因为有可能乱序,如果只根据eventTime决定窗口的运行,就不能明确数据是否全部到位,但又不能无限期的等待,此时必须要有一种机制来保证一个特定的时间后,必须触发window function进行计算,这个机制就是Watermark。
Watermark是Flink中测量事件时间进度的机制。Watermark作为数据流的一部分流动,并带有时间戳t。数据流中的Watermark用于表示时间戳小于Watermark的数据,都已经到达了。因此流中不应该再有时间戳t’<=watermark的元素。因此只有水位线越过对应窗口的结束时间,窗口才会关闭和进行计算
Flink接收到每一条数据时,都会产生一条Watermark,watermark = maxEventTime - maxAllowedLateness
最大事件时间-最大允许迟到时间
主程序中,指定使用事件时间
environment.setStreamTimeCharacteristic(TimeCharacteristic.EventTime)
若使用固定周期提取水位线,设置固定周期
environment.getConfig.setAutoWatermarkInterval(1000)
数据流处理过程,指定水位线提取策略
.assignTimestampsAndWatermarks(new MyWatermark)

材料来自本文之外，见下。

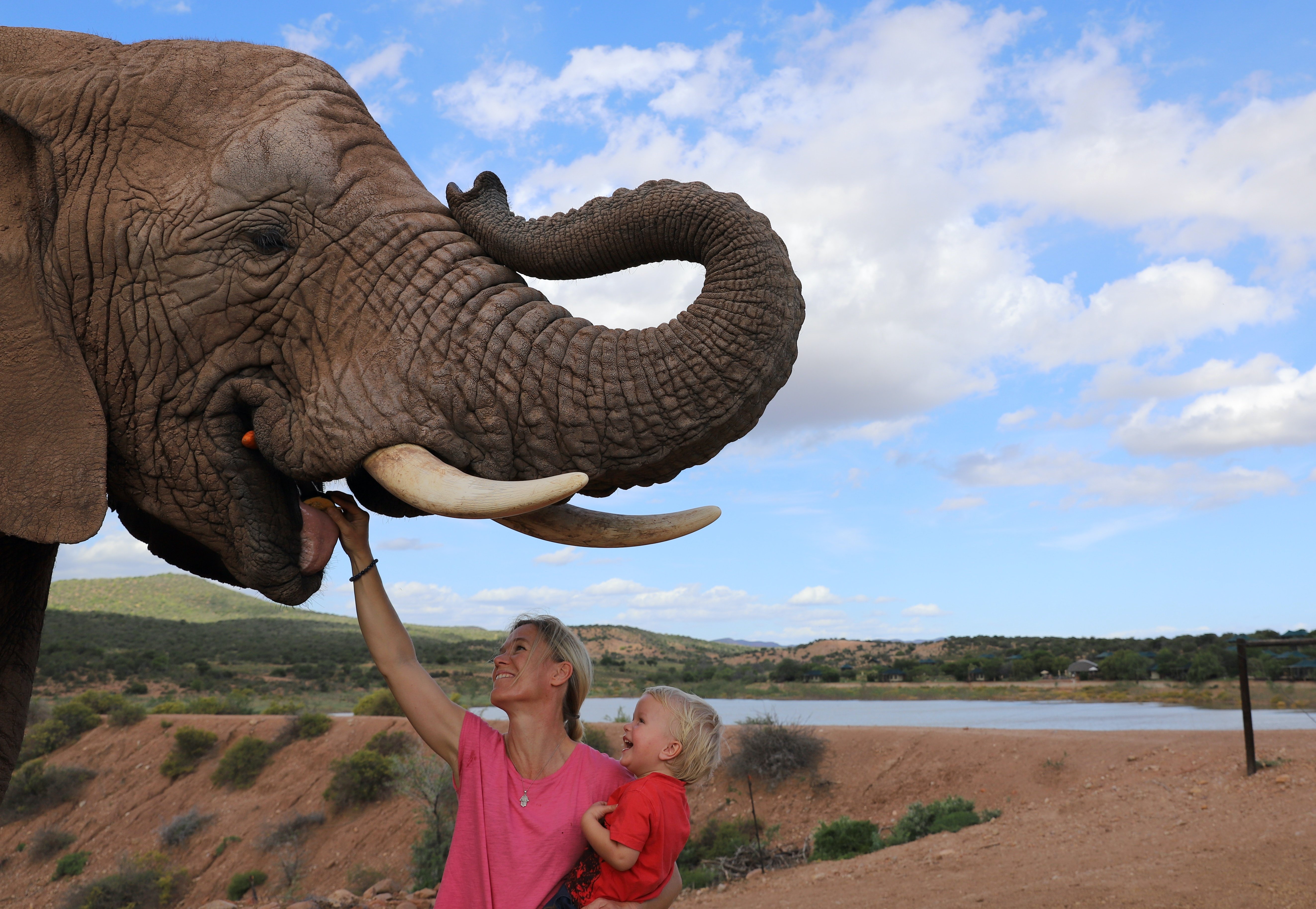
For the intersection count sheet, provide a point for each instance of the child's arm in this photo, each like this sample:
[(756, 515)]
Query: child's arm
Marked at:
[(622, 858)]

窗口计算使用事件时间窗口,SlidingProcessingTimeWindows/TumblingEventTimeWindows
With Periodic Watermarks
import java.text.SimpleDateFormat
import org.apache.flink.streaming.api.functions.AssignerWithPeriodicWatermarks
import org.apache.flink.streaming.api.watermark.Watermark
/***
* 这种方式计算水位线是常用的方式
*/
class MyAssignerWithPeriodicWatermarks extends AssignerWithPeriodicWatermarks[(String,Long)]{
//最大事件时间
var maxEventTime:Long = _
//最大允许迟到时间
var maxAllowedLateness:Long = 2000
//用来计算水位线;由系统自动调用(每间隔一定时间调用一次)--以固定的频率调用
override def getCurrentWatermark: Watermark = {
new Watermark(maxEventTime - maxAllowedLateness)
}
/**
* 有一个元素就会执行一次
* @param element 流过来的元素
*/
override def extractTimestamp(element: (String, Long), previousElementTimestamp: Long): Long = {
val format = new SimpleDateFormat("HH:mm:ss")
//计算最大的事件时间
maxEventTime = Math.max(maxEventTime,element._2)

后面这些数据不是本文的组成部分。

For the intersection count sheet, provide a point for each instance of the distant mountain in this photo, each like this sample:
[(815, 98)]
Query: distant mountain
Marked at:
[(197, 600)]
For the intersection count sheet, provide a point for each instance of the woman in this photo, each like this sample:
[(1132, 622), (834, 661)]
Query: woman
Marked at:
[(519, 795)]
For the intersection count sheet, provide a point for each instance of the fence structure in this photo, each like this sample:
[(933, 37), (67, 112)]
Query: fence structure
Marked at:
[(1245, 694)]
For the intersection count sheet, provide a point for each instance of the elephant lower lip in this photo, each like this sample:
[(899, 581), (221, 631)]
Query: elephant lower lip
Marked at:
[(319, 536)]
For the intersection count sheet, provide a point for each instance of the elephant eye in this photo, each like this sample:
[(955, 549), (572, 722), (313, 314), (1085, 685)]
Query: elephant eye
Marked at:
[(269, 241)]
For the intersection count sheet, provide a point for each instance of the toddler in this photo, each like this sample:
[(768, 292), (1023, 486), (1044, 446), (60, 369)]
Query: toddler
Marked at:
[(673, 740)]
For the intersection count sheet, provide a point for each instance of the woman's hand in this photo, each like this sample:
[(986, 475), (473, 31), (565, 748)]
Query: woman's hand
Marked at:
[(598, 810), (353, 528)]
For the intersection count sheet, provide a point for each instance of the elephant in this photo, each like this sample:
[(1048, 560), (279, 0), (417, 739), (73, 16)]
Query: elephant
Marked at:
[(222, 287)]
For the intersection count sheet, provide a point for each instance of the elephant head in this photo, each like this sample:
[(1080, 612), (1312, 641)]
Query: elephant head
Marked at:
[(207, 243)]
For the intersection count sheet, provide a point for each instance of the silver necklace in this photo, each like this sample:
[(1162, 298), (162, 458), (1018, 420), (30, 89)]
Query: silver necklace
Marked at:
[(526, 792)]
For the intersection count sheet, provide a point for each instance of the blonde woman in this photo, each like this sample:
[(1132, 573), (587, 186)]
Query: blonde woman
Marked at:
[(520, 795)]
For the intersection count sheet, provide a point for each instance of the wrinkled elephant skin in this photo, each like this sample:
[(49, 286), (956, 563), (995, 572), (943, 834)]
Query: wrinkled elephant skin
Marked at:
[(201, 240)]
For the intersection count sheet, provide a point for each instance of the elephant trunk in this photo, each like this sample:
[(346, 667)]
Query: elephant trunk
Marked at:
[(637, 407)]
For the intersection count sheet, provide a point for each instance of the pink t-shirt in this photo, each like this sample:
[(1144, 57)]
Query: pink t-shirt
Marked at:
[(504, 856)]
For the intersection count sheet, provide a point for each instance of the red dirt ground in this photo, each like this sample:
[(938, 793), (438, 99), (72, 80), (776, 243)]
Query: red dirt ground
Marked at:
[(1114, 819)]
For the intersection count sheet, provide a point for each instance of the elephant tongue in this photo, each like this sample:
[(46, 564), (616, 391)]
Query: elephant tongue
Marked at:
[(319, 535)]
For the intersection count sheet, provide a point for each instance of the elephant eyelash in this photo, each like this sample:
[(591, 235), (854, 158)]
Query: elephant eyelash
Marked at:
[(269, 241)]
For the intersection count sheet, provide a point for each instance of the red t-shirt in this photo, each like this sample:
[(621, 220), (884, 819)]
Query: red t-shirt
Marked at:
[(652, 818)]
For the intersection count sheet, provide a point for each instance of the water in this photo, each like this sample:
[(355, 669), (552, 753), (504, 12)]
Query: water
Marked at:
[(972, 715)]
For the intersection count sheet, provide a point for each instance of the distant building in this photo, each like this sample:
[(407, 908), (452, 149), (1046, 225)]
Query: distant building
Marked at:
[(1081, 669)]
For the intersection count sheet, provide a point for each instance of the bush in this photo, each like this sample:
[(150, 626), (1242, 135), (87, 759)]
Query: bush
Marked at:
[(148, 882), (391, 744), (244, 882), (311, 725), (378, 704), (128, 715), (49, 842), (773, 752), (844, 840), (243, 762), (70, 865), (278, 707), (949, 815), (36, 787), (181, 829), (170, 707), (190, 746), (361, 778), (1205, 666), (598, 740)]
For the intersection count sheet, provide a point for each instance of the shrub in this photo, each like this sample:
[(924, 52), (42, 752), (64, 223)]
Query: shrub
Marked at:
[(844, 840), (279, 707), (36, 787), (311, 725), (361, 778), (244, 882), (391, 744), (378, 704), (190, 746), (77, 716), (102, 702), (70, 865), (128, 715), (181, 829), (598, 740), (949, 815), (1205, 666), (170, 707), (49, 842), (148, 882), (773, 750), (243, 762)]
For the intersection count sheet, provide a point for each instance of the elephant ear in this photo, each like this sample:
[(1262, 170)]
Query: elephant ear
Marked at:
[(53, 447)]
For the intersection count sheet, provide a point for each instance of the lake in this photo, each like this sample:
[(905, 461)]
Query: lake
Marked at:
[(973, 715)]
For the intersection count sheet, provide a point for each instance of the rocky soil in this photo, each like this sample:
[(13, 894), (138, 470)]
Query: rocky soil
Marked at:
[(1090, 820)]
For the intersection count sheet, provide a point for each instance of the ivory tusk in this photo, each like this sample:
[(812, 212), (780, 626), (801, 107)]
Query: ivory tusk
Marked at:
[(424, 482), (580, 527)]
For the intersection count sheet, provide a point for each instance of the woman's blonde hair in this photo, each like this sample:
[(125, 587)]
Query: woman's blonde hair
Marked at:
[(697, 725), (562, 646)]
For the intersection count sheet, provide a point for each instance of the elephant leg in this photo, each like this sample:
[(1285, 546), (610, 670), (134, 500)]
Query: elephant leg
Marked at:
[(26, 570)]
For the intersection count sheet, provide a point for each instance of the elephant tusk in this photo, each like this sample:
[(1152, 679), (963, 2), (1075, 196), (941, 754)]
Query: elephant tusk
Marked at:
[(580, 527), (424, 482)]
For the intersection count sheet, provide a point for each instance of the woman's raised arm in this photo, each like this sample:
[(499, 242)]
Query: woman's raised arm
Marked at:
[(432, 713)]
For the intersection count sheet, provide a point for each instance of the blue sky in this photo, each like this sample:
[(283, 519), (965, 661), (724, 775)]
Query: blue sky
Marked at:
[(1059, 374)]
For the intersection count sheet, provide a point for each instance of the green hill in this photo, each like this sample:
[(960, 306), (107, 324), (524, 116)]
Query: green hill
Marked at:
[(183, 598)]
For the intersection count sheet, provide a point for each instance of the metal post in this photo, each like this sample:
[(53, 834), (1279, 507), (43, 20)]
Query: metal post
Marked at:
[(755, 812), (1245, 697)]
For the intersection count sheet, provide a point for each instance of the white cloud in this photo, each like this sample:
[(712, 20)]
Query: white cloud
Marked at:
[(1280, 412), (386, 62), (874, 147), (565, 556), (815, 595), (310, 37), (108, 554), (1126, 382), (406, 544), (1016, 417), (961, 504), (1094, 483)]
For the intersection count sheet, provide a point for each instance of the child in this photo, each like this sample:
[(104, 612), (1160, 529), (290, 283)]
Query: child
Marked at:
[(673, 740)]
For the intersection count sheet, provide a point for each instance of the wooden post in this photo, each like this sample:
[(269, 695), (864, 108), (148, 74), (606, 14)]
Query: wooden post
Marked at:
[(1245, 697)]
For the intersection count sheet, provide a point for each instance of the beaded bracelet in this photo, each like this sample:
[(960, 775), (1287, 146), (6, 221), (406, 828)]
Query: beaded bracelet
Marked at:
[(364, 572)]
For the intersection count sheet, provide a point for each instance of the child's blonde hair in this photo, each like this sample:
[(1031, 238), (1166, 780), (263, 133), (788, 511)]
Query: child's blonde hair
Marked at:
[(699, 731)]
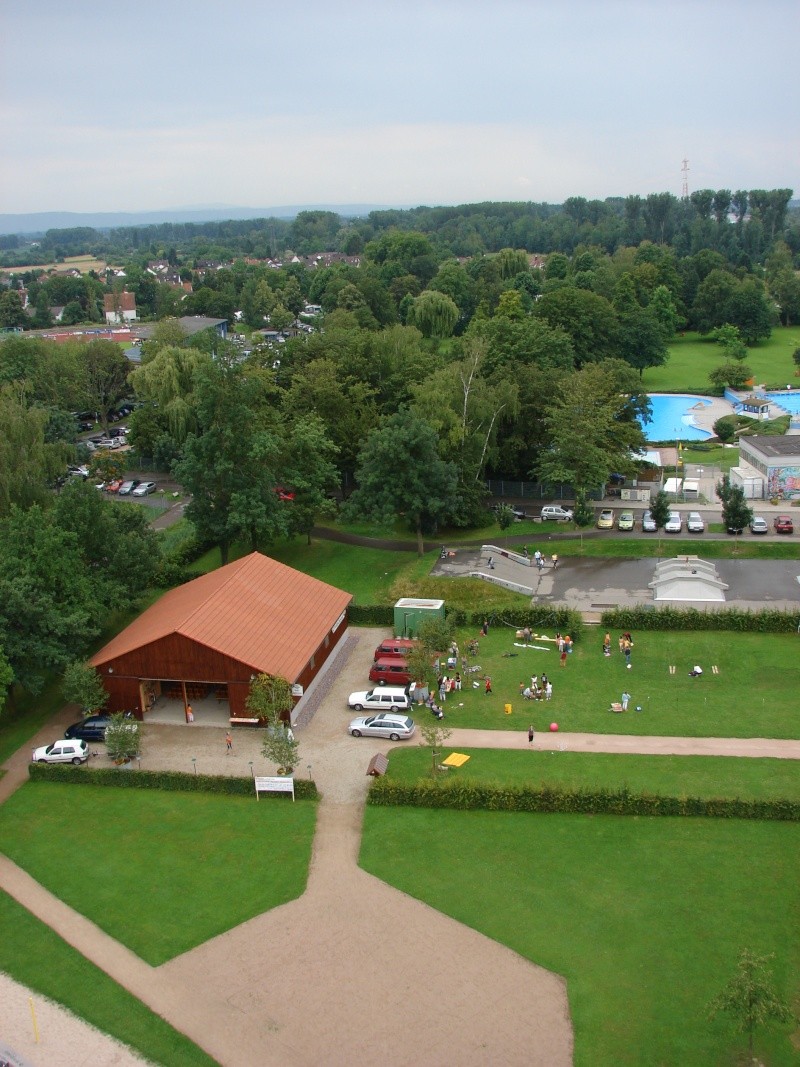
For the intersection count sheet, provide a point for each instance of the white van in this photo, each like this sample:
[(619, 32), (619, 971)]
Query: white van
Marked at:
[(387, 698)]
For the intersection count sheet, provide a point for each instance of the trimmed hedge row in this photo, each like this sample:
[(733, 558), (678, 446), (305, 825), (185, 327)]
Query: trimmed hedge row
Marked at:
[(730, 619), (469, 796), (171, 780)]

println("当前元素:"+(element._1,format.format(element._2))+",水位线:"+format.format(maxEventTime - maxAllowedLateness))
//方法返回值是当前元素的时间戳
element._2
}
}
import java.text.SimpleDateFormat
import org.apache.flink.streaming.api.scala.function.AllWindowFunction
import org.apache.flink.streaming.api.windowing.windows.TimeWindow
import org.apache.flink.util.Collector
class MyAllWindowFunctionForEventTime extends AllWindowFunction[(String,Long),String,TimeWindow]{
override def apply(window: TimeWindow, input: Iterable[(String, Long)], out: Collector[String]): Unit = {
val start: Long = window.getStart
val end: Long = window.getEnd
//窗口的边界规则:前开后闭(前包含,后不包含)
val format = new SimpleDateFormat("HH:mm:ss")

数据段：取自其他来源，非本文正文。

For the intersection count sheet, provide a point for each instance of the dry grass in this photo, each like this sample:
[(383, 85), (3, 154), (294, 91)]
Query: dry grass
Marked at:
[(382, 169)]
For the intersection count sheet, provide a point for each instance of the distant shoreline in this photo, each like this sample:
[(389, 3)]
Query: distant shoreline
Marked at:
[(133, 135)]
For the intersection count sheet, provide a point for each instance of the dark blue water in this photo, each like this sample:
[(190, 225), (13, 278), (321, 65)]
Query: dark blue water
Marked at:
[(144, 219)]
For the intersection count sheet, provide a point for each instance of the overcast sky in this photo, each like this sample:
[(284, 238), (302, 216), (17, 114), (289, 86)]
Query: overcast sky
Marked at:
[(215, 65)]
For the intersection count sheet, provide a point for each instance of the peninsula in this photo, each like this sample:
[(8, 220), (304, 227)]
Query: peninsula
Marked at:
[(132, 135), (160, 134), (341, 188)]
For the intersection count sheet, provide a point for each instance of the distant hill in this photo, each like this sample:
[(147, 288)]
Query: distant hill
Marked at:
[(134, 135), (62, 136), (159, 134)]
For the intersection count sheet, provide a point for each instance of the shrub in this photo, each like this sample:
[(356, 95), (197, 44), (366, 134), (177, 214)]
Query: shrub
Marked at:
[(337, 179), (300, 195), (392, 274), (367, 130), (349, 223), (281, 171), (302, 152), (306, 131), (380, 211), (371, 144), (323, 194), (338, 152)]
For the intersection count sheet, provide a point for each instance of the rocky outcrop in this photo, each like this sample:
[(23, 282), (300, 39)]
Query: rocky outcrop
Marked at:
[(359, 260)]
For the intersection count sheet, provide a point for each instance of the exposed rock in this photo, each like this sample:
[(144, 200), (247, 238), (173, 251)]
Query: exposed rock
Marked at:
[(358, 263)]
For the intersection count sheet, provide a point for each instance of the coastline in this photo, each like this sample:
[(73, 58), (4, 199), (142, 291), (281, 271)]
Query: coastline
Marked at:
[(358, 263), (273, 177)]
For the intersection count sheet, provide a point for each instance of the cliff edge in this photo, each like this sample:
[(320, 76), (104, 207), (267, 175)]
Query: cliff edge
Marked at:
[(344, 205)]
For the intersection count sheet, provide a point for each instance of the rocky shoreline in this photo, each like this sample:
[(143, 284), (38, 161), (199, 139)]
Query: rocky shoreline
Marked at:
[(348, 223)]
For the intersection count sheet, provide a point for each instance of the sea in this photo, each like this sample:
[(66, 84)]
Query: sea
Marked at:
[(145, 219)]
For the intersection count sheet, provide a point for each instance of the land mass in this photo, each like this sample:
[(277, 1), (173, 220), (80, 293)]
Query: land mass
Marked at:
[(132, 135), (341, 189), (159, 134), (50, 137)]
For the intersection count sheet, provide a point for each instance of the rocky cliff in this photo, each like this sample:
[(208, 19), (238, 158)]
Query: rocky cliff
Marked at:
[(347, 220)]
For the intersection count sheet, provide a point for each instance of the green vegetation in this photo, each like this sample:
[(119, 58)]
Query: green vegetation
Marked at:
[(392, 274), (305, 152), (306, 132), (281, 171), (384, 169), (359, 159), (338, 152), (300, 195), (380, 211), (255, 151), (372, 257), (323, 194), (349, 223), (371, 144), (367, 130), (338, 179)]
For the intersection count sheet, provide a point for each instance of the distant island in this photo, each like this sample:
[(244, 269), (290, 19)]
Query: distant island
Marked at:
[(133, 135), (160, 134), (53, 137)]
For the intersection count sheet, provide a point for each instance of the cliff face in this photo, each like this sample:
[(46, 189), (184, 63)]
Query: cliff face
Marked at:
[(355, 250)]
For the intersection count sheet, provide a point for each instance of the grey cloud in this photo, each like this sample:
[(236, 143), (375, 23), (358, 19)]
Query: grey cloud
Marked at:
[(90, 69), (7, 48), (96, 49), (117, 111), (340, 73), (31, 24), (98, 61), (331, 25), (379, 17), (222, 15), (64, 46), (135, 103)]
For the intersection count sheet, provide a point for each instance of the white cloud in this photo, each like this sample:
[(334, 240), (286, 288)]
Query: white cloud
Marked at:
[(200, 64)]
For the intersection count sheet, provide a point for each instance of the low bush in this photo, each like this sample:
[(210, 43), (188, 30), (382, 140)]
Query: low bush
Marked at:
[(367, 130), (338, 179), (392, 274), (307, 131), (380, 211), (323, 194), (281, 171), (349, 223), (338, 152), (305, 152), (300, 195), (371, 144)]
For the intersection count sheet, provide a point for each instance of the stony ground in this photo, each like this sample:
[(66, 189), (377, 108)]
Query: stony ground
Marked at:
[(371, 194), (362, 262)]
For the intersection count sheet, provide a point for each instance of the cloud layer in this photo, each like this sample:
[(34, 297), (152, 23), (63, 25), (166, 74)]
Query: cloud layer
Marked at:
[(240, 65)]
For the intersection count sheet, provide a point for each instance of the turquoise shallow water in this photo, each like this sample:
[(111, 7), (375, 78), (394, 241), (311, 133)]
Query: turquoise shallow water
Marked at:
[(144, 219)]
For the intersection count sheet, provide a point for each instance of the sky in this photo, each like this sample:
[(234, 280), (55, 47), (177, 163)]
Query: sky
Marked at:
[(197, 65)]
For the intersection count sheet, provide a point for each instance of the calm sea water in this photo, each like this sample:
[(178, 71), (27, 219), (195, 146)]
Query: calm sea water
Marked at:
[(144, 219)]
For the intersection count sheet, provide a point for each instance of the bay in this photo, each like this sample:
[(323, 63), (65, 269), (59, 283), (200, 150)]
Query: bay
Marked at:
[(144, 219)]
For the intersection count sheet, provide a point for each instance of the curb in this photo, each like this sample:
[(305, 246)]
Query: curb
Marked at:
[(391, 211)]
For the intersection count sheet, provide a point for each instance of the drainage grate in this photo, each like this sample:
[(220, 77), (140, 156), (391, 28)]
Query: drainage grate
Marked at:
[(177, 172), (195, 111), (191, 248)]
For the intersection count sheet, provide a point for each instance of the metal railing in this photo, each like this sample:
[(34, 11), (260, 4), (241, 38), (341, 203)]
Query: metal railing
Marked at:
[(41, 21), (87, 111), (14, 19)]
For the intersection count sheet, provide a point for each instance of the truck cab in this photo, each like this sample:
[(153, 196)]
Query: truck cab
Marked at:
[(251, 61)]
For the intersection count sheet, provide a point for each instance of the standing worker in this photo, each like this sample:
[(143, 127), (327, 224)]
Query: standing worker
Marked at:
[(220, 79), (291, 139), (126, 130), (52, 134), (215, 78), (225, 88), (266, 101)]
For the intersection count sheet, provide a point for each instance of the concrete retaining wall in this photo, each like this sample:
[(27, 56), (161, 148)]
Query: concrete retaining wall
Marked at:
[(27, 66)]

println("窗口时间范围:["+format.format(start)+","+format.format(end)+")")
//把处理之后的元素发送到下游
val elements: String = input.map(word=>word._1+":"+format.format(word._2)).mkString(" | ")
out.collect(elements)
}
}
import org.apache.flink.streaming.api.TimeCharacteristic
import org.apache.flink.streaming.api.scala.{DataStream, StreamExecutionEnvironment, _}
import org.apache.flink.streaming.api.windowing.assigners.{TumblingEventTimeWindows, TumblingProcessingTimeWindows}
import org.apache.flink.streaming.api.windowing.time.Time
object AssignerWithPeriodicWatermarksDemo {
def main(args: Array[String]): Unit = {
val environment: StreamExecutionEnvironment = StreamExecutionEnvironment.getExecutionEnvironment
//并行度设置为1
environment.setParallelism(1)
//flink在做流计算时默认使用processingTime。如果要使用eventTime,就需要显示声明
environment.setStreamTimeCharacteristic(TimeCharacteristic.EventTime)
//每1秒钟调用一个水位线生成函数
environment.getConfig.setAutoWatermarkInterval(1000)
//数据:a 1590647654000
val dataStream: DataStream[String] = environment.socketTextStream("flink.abc.com",9999)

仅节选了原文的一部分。